Spring Allergies Strike Early This Year
Experts Say Tree Pollen Season May Be Long and Painful
Pollen Seasons Getting Longer, More Severe
Researchers say the early allergy season isn’t a fluke. It may be part of a larger trend that’s being shaped by climate change.
A 2010 study that looked at 26 years’ worth of pollen counts for five allergens in northern Italy showed that as temperatures increased, pollen seasons stretched in that region by more than two weeks. Pollen counts were higher, too. Scientists saw about 25% more pollen in 2007 than they did in 1981. And there was evidence that more people were becoming sensitive to those allergens over time. It’s happening in this country, too.

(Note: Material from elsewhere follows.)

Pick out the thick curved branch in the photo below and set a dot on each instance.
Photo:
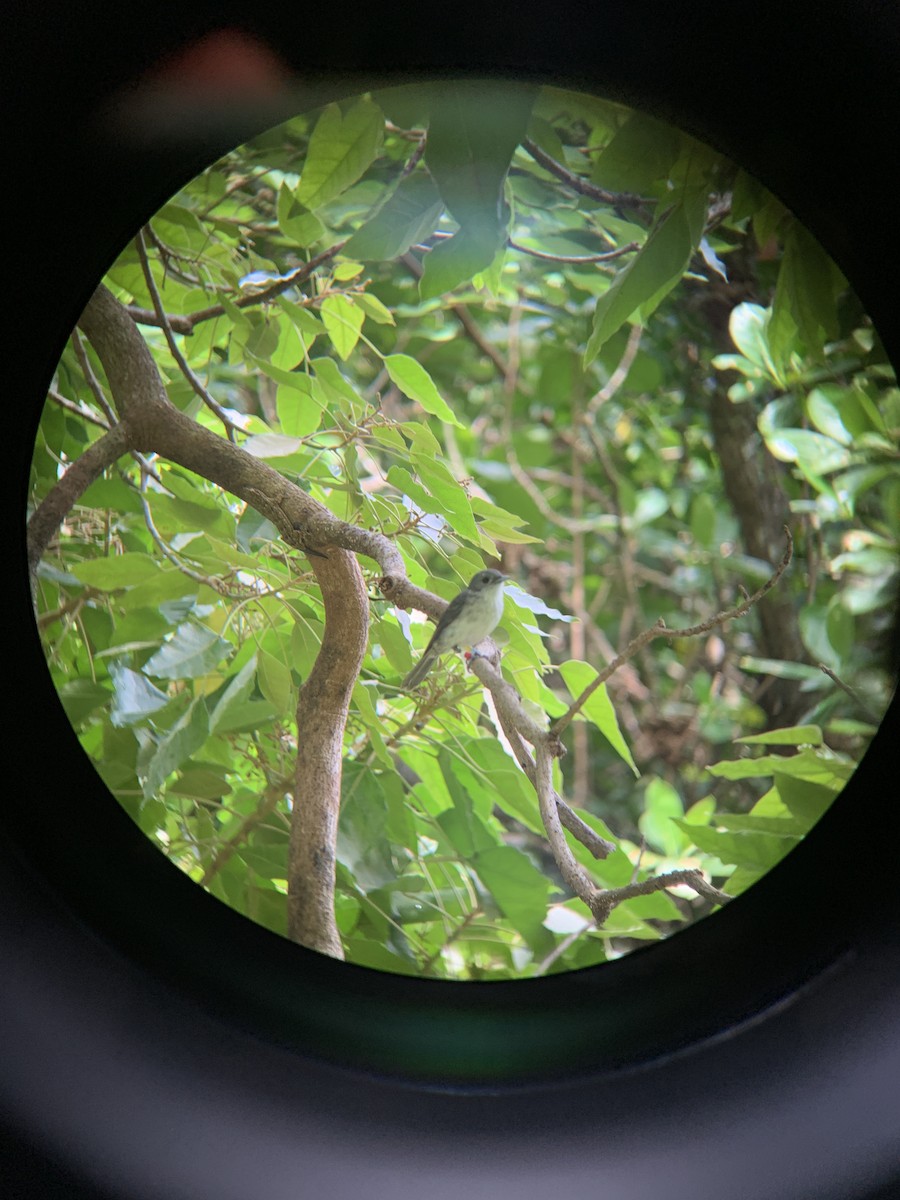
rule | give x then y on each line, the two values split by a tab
154	424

“We’re seeing a very consistent change in how early plants flower in the spring,” says Lewis Ziska, PhD, a research plant physiologist at the USDA’s Crop Systems and Global Change Laboratory in Beltsville, Md.

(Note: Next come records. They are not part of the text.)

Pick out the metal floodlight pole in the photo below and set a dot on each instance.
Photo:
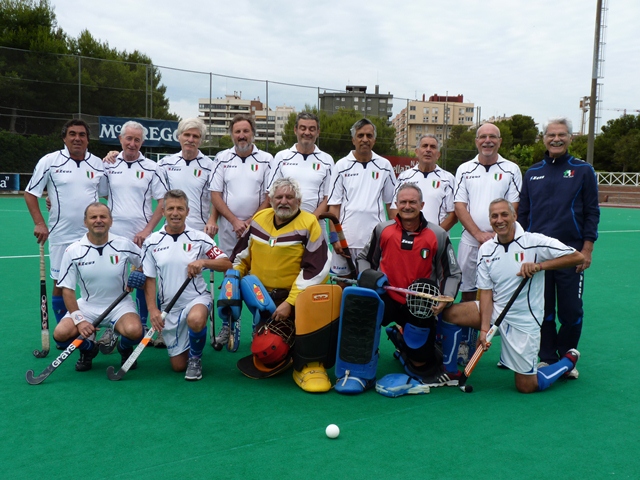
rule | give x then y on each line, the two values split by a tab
594	85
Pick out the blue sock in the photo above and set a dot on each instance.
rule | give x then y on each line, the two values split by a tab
548	375
142	307
197	341
450	344
59	308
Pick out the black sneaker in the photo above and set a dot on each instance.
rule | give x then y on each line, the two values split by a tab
85	362
125	354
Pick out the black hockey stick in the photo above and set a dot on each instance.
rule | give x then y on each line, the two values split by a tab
44	310
136	280
111	373
462	383
341	238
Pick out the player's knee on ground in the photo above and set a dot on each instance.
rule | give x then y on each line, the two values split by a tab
466	314
179	362
65	330
197	317
526	383
129	326
257	298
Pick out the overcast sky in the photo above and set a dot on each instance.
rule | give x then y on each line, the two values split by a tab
506	56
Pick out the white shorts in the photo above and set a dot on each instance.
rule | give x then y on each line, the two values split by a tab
55	259
468	261
91	311
519	349
339	264
176	331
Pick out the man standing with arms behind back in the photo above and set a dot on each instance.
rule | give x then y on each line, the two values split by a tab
307	164
435	183
479	181
560	199
71	177
362	188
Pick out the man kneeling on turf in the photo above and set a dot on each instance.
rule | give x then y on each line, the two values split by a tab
99	262
409	251
172	254
502	262
284	250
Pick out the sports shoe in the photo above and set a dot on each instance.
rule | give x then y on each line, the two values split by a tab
194	369
443	379
85	362
574	356
125	354
222	338
313	378
107	342
159	341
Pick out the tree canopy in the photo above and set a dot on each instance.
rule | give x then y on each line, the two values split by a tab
46	76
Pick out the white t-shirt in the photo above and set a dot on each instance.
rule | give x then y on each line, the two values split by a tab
71	185
242	181
100	270
192	177
312	172
166	256
497	268
437	191
362	190
477	185
131	186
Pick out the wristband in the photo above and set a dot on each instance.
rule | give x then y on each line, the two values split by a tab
77	317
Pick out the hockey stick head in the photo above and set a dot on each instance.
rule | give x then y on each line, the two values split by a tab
136	279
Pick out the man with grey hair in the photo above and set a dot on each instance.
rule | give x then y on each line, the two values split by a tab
560	199
305	162
478	181
238	182
436	183
132	183
190	170
362	188
285	249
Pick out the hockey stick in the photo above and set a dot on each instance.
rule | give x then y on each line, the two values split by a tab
341	238
406	291
44	310
136	280
111	373
462	383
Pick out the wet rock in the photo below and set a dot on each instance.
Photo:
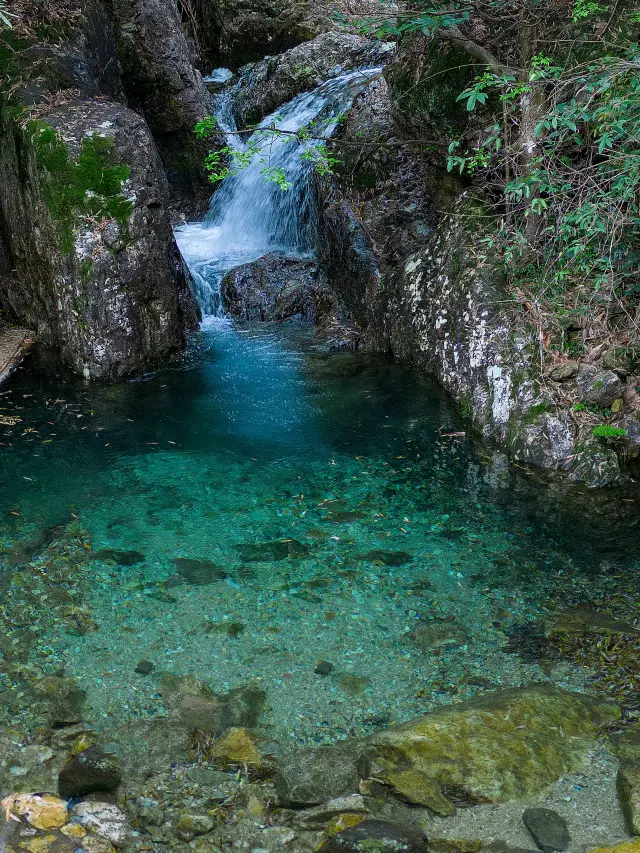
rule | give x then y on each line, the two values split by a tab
89	771
564	371
120	558
622	360
581	620
435	635
309	777
628	782
42	811
237	746
200	572
388	558
547	828
275	288
416	788
189	824
268	552
62	698
601	387
376	835
353	684
104	819
267	85
497	747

What’s more, the warmer temperatures are affecting all plants, not just trees.
Ziska has been tracking ragweed, a plant that is usually a problem in the fall. In a study published last year, he found that ragweed seasons were getting longer in the U.S. and Canada, with northern regions seeing the biggest increases. In Minneapolis, for example, the ragweed season was about 16 days longer in 2009 than it was in 1995. In Saskatoon, Canada, it was nearly a month longer in 2009 than in 1995.
“We really need to kind of sit back, take notice of it, and say, ‘This is something we need to pay attention to,’” Ziska says.
Advice for Allergy Sufferers
When possible, the best strategy is to try to avoid the pollen. That means staying indoors.
If you have to be outdoors, Bensch says it’s smart to use a mask to protect your airway.
Tight-fitting glasses can help keep the pollen out of your eyes.
When inside, keep your doors and windows shut. Turning on the air conditioning can help keep the air clean, Bensch says.
“Central air systems work great to filter indoor air, but you’ve got to change the filters. Not enough people change their filters regularly enough,” he says.
A shower before bed will wash pollen out of your hair and keep it off your pillow. That may make it easier to get a good night’s sleep.